They can access detailed metrics, logs, traces, and other telemetry data, which enables them to diagnose issues quickly and take proactive actions.
These systems often incorporate sophisticated anomaly detection algorithms that can identify deviations from expected behavior, triggering alerts and enabling prompt responses.
In smaller environments, where resources may be limited, the level of operational visibility may be reduced. Monitoring tools and observability solutions might be less comprehensive or absent altogether.
As a result, SREs may face challenges in obtaining timely and detailed information about the system’s performance.
The lack of real-time insights can hinder their ability to make proactive adjustments and respond promptly to potential issues.

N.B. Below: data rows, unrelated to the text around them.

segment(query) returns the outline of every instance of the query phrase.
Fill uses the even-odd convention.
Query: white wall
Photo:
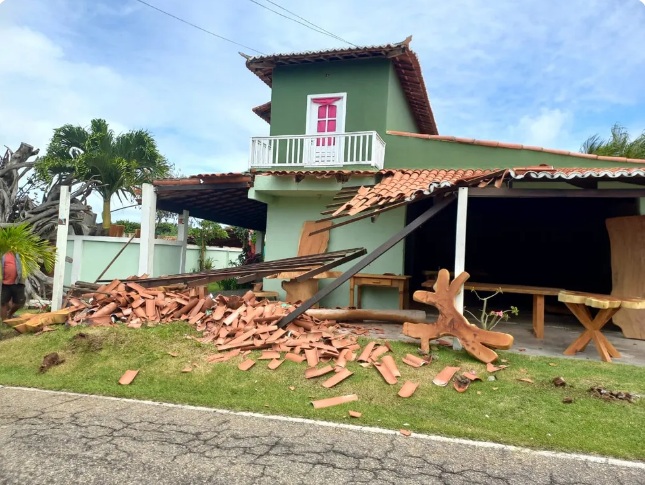
[[[69,236],[67,256],[72,262],[65,263],[64,284],[75,281],[93,282],[121,248],[127,237]],[[154,272],[151,276],[177,274],[181,242],[155,239]],[[213,269],[226,268],[237,261],[239,248],[207,246],[206,257],[213,258]],[[199,246],[189,244],[186,250],[186,272],[197,270]],[[139,239],[133,239],[101,279],[124,279],[137,273],[139,267]]]

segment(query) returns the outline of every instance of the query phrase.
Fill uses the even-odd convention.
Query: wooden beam
[[[152,275],[155,260],[155,220],[157,193],[150,184],[141,186],[141,238],[139,239],[139,272]]]
[[[506,189],[471,188],[470,197],[493,198],[638,198],[645,197],[645,189]]]
[[[179,273],[186,272],[186,252],[188,250],[188,228],[190,214],[184,210],[179,214],[177,221],[177,240],[181,241],[181,251],[179,253]]]
[[[314,234],[318,234],[319,232],[331,231],[332,229],[335,229],[337,227],[345,226],[347,224],[351,224],[352,222],[360,221],[361,219],[367,219],[368,217],[377,216],[381,212],[386,212],[386,211],[389,211],[389,210],[392,210],[392,209],[396,209],[397,207],[402,207],[402,206],[407,205],[409,203],[410,202],[408,202],[408,201],[403,201],[403,202],[397,202],[397,203],[386,205],[386,206],[378,206],[379,208],[376,209],[376,210],[359,213],[358,216],[352,217],[351,219],[347,219],[347,220],[345,220],[343,222],[339,222],[338,224],[332,224],[329,227],[325,227],[323,229],[318,229],[316,231],[312,231],[312,232],[309,233],[309,235],[313,236]],[[345,217],[345,216],[338,215],[336,217],[340,218],[340,217]],[[335,217],[325,217],[323,219],[318,219],[316,222],[328,221],[330,219],[335,219]]]
[[[385,241],[383,244],[381,244],[379,247],[377,247],[374,251],[372,251],[371,253],[366,255],[364,258],[362,258],[358,263],[356,263],[350,269],[345,271],[341,276],[336,278],[331,284],[329,284],[329,285],[325,286],[323,289],[319,290],[314,296],[312,296],[307,301],[302,303],[302,305],[300,305],[294,311],[292,311],[288,315],[284,316],[282,318],[282,320],[280,320],[280,322],[278,323],[278,326],[280,328],[284,328],[290,322],[294,321],[296,318],[298,318],[300,315],[305,313],[307,310],[309,310],[316,303],[320,302],[320,300],[325,298],[327,295],[329,295],[332,291],[334,291],[340,285],[342,285],[343,283],[348,281],[352,276],[354,276],[360,270],[362,270],[367,265],[369,265],[370,263],[372,263],[373,261],[378,259],[383,254],[385,254],[388,250],[390,250],[397,243],[399,243],[401,240],[403,240],[408,234],[411,234],[412,232],[416,231],[425,222],[427,222],[428,220],[432,219],[435,215],[437,215],[443,209],[448,207],[448,205],[450,205],[450,203],[453,200],[455,200],[455,197],[452,196],[452,195],[447,196],[443,200],[435,199],[434,200],[434,205],[432,207],[430,207],[428,210],[426,210],[423,214],[421,214],[419,217],[417,217],[415,220],[413,220],[410,224],[405,226],[399,232],[397,232],[396,234],[392,235],[392,237],[390,237],[387,241]]]

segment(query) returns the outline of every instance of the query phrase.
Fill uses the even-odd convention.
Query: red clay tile
[[[400,430],[399,430],[399,433],[401,433],[403,436],[410,436],[410,435],[412,435],[412,431],[410,431],[409,429],[400,429]]]
[[[284,362],[284,359],[273,359],[271,362],[269,362],[269,365],[267,367],[271,370],[276,370],[278,367],[280,367],[280,364]]]
[[[391,355],[384,355],[381,362],[390,369],[390,372],[394,377],[401,377],[401,372],[399,372],[399,368],[396,366],[396,362],[394,362],[394,357]]]
[[[387,382],[388,384],[397,383],[396,377],[394,377],[392,371],[385,364],[374,362],[374,367],[376,367],[376,370],[378,370],[383,379],[385,379],[385,382]]]
[[[139,373],[138,370],[127,370],[125,371],[125,374],[121,376],[121,379],[119,379],[119,384],[122,386],[127,386],[130,384],[135,377],[137,377],[137,374]]]
[[[255,365],[255,361],[253,359],[246,359],[244,362],[240,363],[240,365],[238,365],[237,368],[240,370],[249,370],[254,365]]]
[[[481,381],[481,377],[477,377],[474,372],[464,372],[462,375],[471,381]]]
[[[405,384],[403,384],[403,386],[399,390],[399,396],[410,397],[412,396],[412,394],[414,394],[414,391],[417,390],[417,387],[419,387],[418,382],[405,381]]]
[[[368,359],[370,358],[370,354],[372,353],[372,350],[374,350],[374,347],[376,346],[376,342],[370,342],[368,343],[361,354],[358,356],[358,359],[356,359],[358,362],[367,362]]]
[[[294,354],[293,352],[289,352],[287,355],[284,356],[285,359],[290,360],[291,362],[295,362],[299,364],[300,362],[304,362],[305,357],[303,355],[298,355]]]
[[[334,368],[331,365],[326,365],[325,367],[309,367],[305,371],[305,379],[311,379],[312,377],[320,377],[325,374],[329,374],[330,372],[333,372]]]
[[[336,384],[338,384],[341,381],[344,381],[352,374],[353,374],[352,371],[348,369],[342,369],[340,372],[337,372],[335,376],[330,377],[325,382],[323,382],[322,385],[323,387],[326,387],[326,388],[334,387]]]
[[[385,345],[379,345],[370,354],[370,360],[378,360],[378,358],[386,352],[389,352],[389,349]]]
[[[409,366],[416,368],[421,367],[423,364],[427,364],[427,362],[421,357],[417,357],[416,355],[412,354],[407,354],[402,360]]]
[[[262,355],[258,357],[258,360],[273,360],[279,358],[280,352],[276,352],[275,350],[263,350]]]
[[[309,367],[316,367],[318,365],[318,351],[316,349],[305,350],[305,357],[307,358],[307,365]]]
[[[358,401],[358,396],[356,394],[347,394],[345,396],[319,399],[317,401],[311,401],[311,404],[313,404],[314,409],[322,409],[331,406],[338,406],[339,404],[345,404],[352,401]]]
[[[192,365],[187,365],[181,371],[182,372],[192,372],[193,371],[193,366]]]
[[[349,416],[351,418],[360,418],[363,415],[363,413],[359,413],[358,411],[349,411]]]
[[[453,378],[459,369],[460,367],[444,367],[444,369],[435,376],[432,383],[442,387],[448,385],[450,379]]]

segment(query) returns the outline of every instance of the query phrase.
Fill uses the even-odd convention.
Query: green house
[[[611,290],[605,220],[641,213],[645,161],[440,135],[410,38],[245,57],[271,88],[253,108],[270,135],[251,139],[244,174],[155,183],[157,207],[254,229],[270,261],[296,256],[305,221],[333,224],[327,251],[373,251],[436,196],[468,188],[461,244],[453,204],[362,272],[408,275],[414,290],[461,257],[478,281]],[[191,183],[200,192],[187,196]],[[284,297],[279,279],[264,289]],[[344,284],[322,304],[348,296]],[[396,308],[398,294],[366,287],[363,306]]]

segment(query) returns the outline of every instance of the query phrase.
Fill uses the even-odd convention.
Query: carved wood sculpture
[[[421,349],[430,350],[430,340],[444,335],[457,337],[464,349],[482,362],[493,362],[497,354],[489,347],[509,349],[513,345],[513,336],[483,330],[468,323],[468,320],[459,313],[455,307],[455,297],[461,291],[462,285],[470,275],[466,272],[457,276],[452,283],[450,273],[446,269],[439,271],[437,282],[432,291],[415,291],[414,301],[432,305],[439,310],[437,323],[411,323],[403,324],[403,334],[412,338],[421,339]]]

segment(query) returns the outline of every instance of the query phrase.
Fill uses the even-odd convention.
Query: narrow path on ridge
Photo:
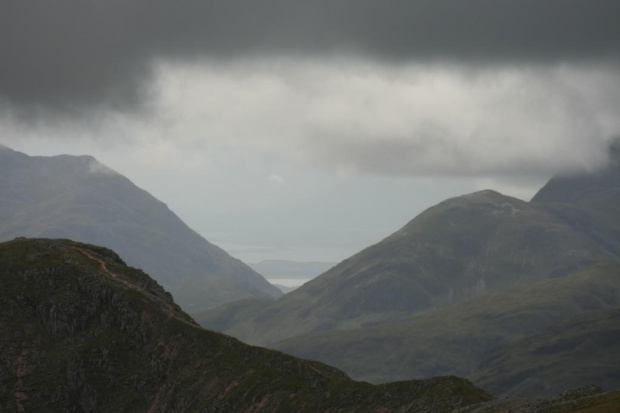
[[[152,294],[150,294],[148,291],[138,287],[137,285],[134,285],[132,283],[130,283],[127,280],[123,280],[121,277],[119,277],[118,274],[113,273],[112,271],[110,271],[108,269],[108,266],[106,265],[105,261],[103,261],[101,258],[95,257],[93,254],[91,254],[90,252],[82,249],[82,248],[75,248],[77,251],[79,251],[82,255],[84,255],[86,258],[93,260],[95,262],[97,262],[99,264],[99,268],[101,269],[101,271],[103,271],[104,273],[108,274],[110,277],[112,277],[115,280],[120,281],[121,283],[123,283],[123,285],[125,285],[128,288],[131,288],[132,290],[135,291],[140,291],[141,293],[147,294],[149,296],[152,296]],[[172,306],[168,303],[161,303],[164,305],[165,309],[167,310],[166,312],[168,313],[168,315],[170,317],[174,317],[179,321],[182,321],[183,323],[190,325],[192,327],[196,327],[196,328],[201,328],[199,326],[197,326],[196,324],[190,323],[186,320],[183,320],[182,318],[180,318],[179,316],[177,316],[175,313],[176,311],[174,310],[174,308],[172,308]]]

4. Experimentation is much harder
One of the benefits of having a large volume of production data is the ability to experiment and iterate rapidly.

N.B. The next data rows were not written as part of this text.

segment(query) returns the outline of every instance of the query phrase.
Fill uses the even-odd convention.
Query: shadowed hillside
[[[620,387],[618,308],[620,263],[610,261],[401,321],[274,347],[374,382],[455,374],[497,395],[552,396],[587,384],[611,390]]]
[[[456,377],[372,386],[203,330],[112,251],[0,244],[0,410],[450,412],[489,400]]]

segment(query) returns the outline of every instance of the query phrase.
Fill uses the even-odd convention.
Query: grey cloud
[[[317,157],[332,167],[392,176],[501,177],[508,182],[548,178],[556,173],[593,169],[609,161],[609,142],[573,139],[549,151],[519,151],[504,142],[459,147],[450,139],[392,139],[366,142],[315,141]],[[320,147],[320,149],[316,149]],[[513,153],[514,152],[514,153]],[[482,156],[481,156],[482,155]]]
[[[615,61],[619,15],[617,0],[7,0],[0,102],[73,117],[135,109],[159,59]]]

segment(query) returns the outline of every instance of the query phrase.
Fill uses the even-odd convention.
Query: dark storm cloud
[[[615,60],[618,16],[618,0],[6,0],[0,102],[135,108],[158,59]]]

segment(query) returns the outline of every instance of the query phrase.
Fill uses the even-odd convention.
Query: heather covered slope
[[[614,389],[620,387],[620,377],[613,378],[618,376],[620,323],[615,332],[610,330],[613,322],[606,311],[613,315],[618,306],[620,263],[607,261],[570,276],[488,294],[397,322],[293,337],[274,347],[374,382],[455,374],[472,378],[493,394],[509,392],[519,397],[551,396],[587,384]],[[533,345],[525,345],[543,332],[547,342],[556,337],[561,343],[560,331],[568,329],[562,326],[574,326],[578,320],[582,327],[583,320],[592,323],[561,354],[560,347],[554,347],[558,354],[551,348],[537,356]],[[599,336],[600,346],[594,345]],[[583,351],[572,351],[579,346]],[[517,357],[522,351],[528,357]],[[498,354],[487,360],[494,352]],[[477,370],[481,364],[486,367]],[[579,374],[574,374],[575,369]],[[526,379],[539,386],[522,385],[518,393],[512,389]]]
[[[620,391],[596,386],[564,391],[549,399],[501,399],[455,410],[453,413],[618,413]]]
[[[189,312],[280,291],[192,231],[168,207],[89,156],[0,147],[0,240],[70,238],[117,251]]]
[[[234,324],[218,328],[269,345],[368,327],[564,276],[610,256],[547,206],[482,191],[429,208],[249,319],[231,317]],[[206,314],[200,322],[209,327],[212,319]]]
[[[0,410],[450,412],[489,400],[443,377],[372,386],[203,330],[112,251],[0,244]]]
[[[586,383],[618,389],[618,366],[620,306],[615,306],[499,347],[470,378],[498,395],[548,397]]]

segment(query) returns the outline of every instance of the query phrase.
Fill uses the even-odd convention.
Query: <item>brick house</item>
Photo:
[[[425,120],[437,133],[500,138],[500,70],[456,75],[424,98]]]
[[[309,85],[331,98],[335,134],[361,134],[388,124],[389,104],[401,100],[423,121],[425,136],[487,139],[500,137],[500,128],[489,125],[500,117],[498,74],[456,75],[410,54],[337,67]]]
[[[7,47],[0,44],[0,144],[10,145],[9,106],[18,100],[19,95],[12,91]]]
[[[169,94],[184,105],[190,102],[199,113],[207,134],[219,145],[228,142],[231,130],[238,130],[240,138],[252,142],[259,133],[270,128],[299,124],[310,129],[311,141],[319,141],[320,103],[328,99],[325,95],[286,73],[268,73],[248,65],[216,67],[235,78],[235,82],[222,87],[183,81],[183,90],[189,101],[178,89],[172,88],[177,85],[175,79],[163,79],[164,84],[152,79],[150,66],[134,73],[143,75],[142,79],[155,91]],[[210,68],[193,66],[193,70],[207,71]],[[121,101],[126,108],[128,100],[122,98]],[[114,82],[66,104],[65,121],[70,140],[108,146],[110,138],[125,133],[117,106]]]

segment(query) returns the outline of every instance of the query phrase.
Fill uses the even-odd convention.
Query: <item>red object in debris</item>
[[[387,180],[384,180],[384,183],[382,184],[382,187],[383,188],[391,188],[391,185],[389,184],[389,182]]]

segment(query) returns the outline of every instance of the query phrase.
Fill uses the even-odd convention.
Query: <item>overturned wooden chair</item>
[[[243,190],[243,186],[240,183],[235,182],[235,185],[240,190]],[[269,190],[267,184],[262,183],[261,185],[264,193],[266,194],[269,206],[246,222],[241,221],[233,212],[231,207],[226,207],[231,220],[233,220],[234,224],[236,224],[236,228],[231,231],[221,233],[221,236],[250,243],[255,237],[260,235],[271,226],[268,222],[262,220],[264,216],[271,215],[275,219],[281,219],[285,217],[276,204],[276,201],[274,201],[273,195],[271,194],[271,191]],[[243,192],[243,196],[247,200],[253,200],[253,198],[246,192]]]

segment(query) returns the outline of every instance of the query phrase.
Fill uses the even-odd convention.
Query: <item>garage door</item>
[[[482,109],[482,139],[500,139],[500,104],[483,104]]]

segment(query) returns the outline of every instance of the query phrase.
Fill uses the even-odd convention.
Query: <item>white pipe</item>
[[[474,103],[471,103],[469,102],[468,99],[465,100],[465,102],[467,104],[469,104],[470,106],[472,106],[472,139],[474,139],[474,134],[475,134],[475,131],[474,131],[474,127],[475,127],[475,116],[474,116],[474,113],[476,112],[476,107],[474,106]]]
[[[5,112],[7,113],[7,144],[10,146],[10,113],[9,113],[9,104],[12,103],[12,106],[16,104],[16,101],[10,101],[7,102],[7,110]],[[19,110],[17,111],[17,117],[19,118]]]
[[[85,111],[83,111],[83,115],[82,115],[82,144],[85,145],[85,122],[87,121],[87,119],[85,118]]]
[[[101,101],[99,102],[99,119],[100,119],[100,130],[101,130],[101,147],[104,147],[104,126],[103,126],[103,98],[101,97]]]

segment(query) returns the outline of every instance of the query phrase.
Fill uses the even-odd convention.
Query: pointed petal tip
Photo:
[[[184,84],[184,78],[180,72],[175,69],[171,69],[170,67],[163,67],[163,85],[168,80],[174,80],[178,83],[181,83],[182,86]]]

SREs at larger organizations can test changes, optimizations, or new features on subsets of the data, measure their impact, and iterate based on the results.
This iterative approach allows them to fine-tune systems continuously, leading to better performance and reliability over time.
In smaller environments with low-traffic or low-throughput, the limited data available restricts the scope for experimentation and iteration.
SREs may need to rely on external benchmarks, industry best practices, or theoretical knowledge to make adjustments, as they may not have sufficient data to support the evaluation of the impact of changes.
This increases the risk of making suboptimal adjustments or missing opportunities for improvement.
It’s not all doom and gloom for smaller organizations because…
Alerting is one area you can have early SRE wins
One area where the low-data disadvantage for smaller organizations is obvious is the alerting process.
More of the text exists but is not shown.